20.3 C
New York
Thursday, May 26, 2022

Yuriy Gurzhy’s war diary, part 8: Boris sings a hit song for peace with his class – Culture

- Advertisement -
- Advertisement -

March 13, 2022
Did I mention that I am a Russian speaker? Well, I speak Ukrainian too, and in fact more and more in recent years, but I always spoke Russian with my parents and grandparents in Kharkiv.

My Berlin-born 17-year-old son Boris can also speak Russian. He learned the language at home and in a club in Prenzlauerberg that is about his age. It was founded by Russian-speaking mothers who were determined to pass on their mother tongue to their children. The club still exists today, and I have known the mothers of the board for many years. Some of them are from Russia, some from Ukraine.

Political differences were never a problem there. On the first day of the war, the junta invited all members to a demonstration against Putin at the Brandenburg Gate. It was decided to offer a German course to newly arrived Ukrainian children. Meanwhile, German classes take place every day at the club.

In the first days of the war, Phine, my son’s friend, had the idea to collect donations for Ukraine at school. With his schoolmates, he made bracelets, rings and necklaces with Ukrainian symbols. Many participated, including children of Russian-speaking parents. I bought it for ten euros. The school principal also supported fundraising in his newsletter.

In music class last week, Boris was given the task of teaching his class an anti-war song. Given the situation, he chose “soldier”. This Bob Marley-style acoustic anthem of pacifism was released by the Kharkiv duo 5’Nizza in 2003, and became a hit that was often sung happily in choirs, not just in Ukraine.

In the months since the song’s release, the boys of 5’Nizza have gone from underground heroes to Ukrainian Simon & Garfunkel superstars of the new century. They played all over the world, the big clubs in Kiev, Moscow, Berlin and London sold out.

A few years later they went their separate ways.
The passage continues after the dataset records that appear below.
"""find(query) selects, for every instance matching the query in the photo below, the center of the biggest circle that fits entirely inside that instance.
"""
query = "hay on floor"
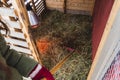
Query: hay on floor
(60, 31)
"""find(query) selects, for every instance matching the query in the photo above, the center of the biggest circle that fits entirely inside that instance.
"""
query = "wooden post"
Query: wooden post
(21, 11)
(98, 67)
(65, 6)
(33, 4)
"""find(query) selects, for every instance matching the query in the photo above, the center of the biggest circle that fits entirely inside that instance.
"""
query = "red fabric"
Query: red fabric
(44, 73)
(101, 13)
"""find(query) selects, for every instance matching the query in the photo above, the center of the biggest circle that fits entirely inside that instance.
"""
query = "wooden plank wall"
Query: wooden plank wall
(109, 45)
(19, 38)
(38, 6)
(100, 16)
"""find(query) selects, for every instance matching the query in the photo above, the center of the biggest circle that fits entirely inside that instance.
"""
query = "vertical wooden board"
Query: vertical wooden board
(20, 49)
(7, 12)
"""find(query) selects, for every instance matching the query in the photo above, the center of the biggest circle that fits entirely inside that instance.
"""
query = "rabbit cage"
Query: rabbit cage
(75, 39)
A few days after the start of the war, I saw on the Internet the poster for the tour of SunSay, the band of one of the two singers of 5’Nizza, with the announcement of three concerts in Russia. Serhij Babkin, the other half of the duo, published a new version of “Soldat” on YouTube yesterday: musically nothing has changed, the song is already recognizable from the first chords, but the lyrics have been completely rewritten.
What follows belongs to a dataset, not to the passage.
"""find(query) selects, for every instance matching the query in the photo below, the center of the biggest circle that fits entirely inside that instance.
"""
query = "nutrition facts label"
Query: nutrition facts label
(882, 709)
The updated version is much more concrete than the original: “I am a soldier/ But I didn’t want this war/ I am a soldier/ A hero of the new free world/ I am very angry and very strong/ And because of people like me/ Do we have a million here/ Russian warship, fuck you!”

A Ukrainian music news website is reporting on legendary British band Pink Floyd’s decision to withdraw all their albums recorded after 1987 from all Russian and Belarusian streaming platforms in a show of opposition to the aggression in Ukraine. In their comments below this message, Ukrainian fans are a little disappointed.
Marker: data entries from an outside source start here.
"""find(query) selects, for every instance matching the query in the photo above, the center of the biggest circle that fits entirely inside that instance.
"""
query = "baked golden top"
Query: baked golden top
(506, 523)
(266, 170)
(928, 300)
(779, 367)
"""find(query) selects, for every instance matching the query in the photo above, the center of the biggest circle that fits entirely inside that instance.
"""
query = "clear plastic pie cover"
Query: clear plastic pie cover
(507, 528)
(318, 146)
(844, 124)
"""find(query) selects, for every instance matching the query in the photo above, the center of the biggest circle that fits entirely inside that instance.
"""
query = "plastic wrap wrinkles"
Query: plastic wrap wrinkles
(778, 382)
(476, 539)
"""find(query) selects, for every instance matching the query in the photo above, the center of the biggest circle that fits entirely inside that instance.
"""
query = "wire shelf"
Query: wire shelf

[Alle aktuellen Entwicklungen im Ukraine-Krieg können Sie hier in unserem Newsblog verfolgen.]

“Well,” writes one from Kiev, “he means well, but who cares about Pink Floyd after 1987? What about ‘Dark Side of the Moon?’ ‘The Wall’?” “But there was a live album from 1988, it was good!” writes another, who is in Lviv at the moment. The rockets hit there for the first time today in the immediate vicinity. Otherwise, a completely normal dialogue between two music nerds.

Read the other parts of Yuriy Gurzhy’s war diary here:

If Russian Pink Floyd fans talk about it anywhere, then neither on Facebook nor on Instagram, which are now blocked in Russia. There is a lot of outrage over this, many influencers make a living from their social media accounts.

Somewhere I come across a video that I do not immediately understand what it is actually about. “I’m devastated. My house is on fire!” a sad, well-dressed blonde says to the camera, but a house on fire is not in the picture.

At first I think he is a Ukrainian from Irpen or Bucha, but I quickly realize that I am wrong, this is a Russian fashion blogger. I’ve invested in content for years, I’ve had so many followers, now everything I do. I’ve worked so hard, I’m gone, I’m gone!” She cries.